Other big players weighed in as well. Jon Ortiz writes:

Public pension-change advocates, including Democratic San Jose Mayor Chuck Reed, say the proposal is another sign that the union-dominated CalPERS board “is doing what they can to resist reforms. … They’re in favor of anything that expands benefits.”

Elk Grove City Manager Laura Gill said including temporary upgrade pay “really does invite spiking” and threatens to erode savings from pension changes the Sacramento suburb has enacted the past couple of years, such as city employees paying their share of pension costs.

If such practices became standard, “it would put us backward from all the work we’ve done to have a sustainable and sound pension system,” Gill said.

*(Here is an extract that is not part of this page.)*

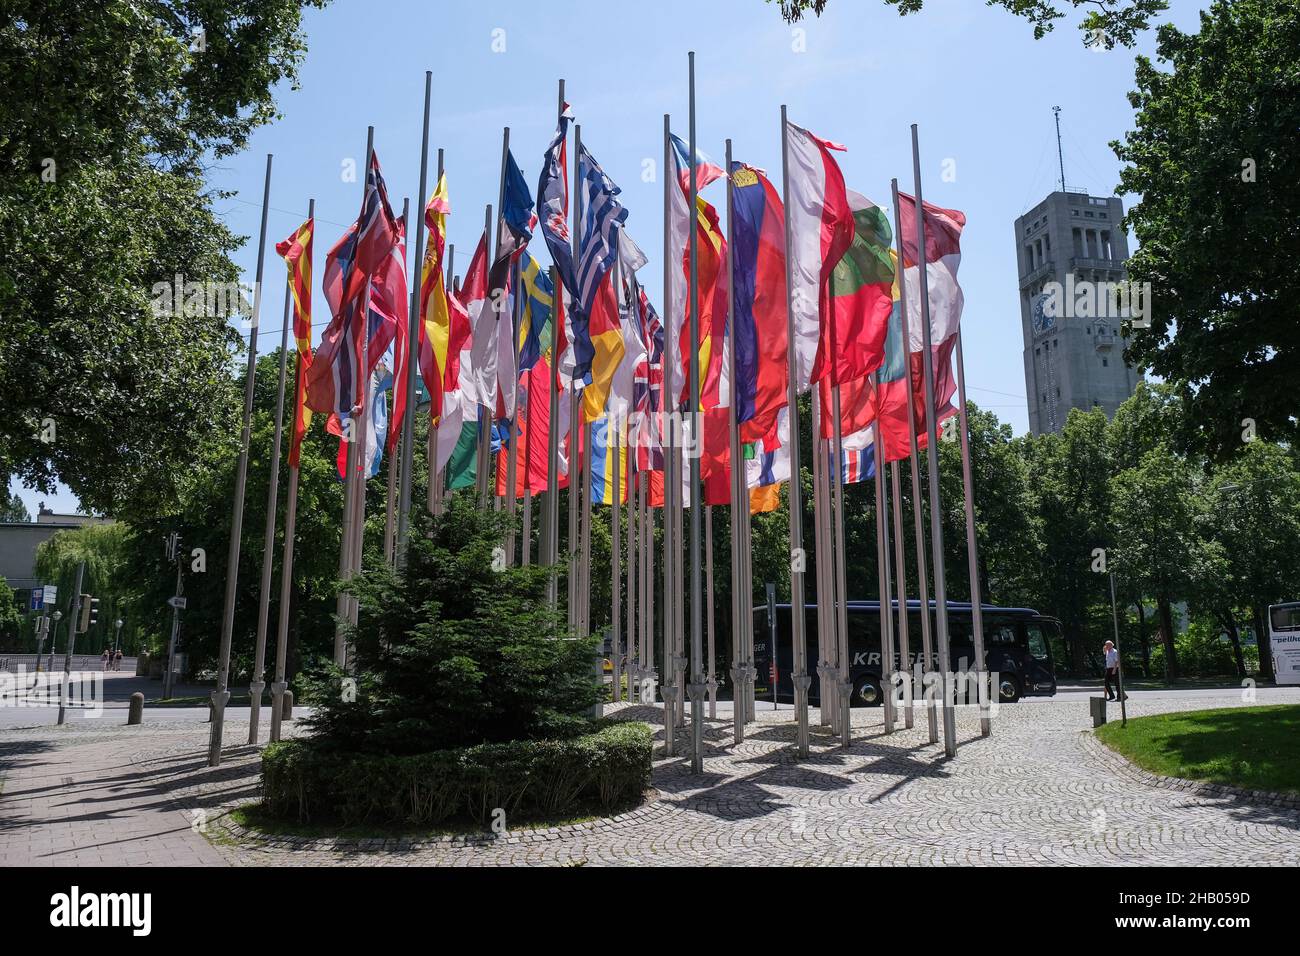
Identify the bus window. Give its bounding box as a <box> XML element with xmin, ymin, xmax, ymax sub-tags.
<box><xmin>1024</xmin><ymin>622</ymin><xmax>1052</xmax><ymax>662</ymax></box>
<box><xmin>985</xmin><ymin>622</ymin><xmax>1019</xmax><ymax>646</ymax></box>
<box><xmin>1270</xmin><ymin>604</ymin><xmax>1300</xmax><ymax>632</ymax></box>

Unions responded as well, but they were receptive to CalPERS’ plan. From the Sacramento Bee:

Mike Durant, president of the union-backed Peace Officers Research Association of California, dismissed those kinds of concerns. If a city or the state needs pension relief, he said, “they can bargain it.”

Instead, he said, government employers expect CalPERS to save them from themselves.

“They want to put it on the backs of someone else to make those decisions rather than making it themselves,” he said.

You can bet CalPERS is listening to all this. And the pension fund responded to the criticisms in a statement sent out to numerous newspapers, including the Daily Bulletin:

CalPERS has approached this issue with full transparency and sought stakeholder input along the way, including employee and employer feedback. The purpose of the public hearing is to seek even greater input on what compensation should and should not be counted toward pensions.

While reasonable people may disagree about what aspects of a public servant’s compensation should count toward a pension, an editorial should stick to the facts and not try to inflame readers with inaccurate terms like pension spiking. Pay for a service is still compensation at the end of the day. Our staff made a recommendation based on a good-faith interpretation of the law. If changes need to be made, we welcome the public’s input.

CalPERS is holding a hearing today to gather the public’s comments on the proposed rules. Once the hearing is wrapped up, the full CalPERS board will vote on the rules, likely on Wednesday.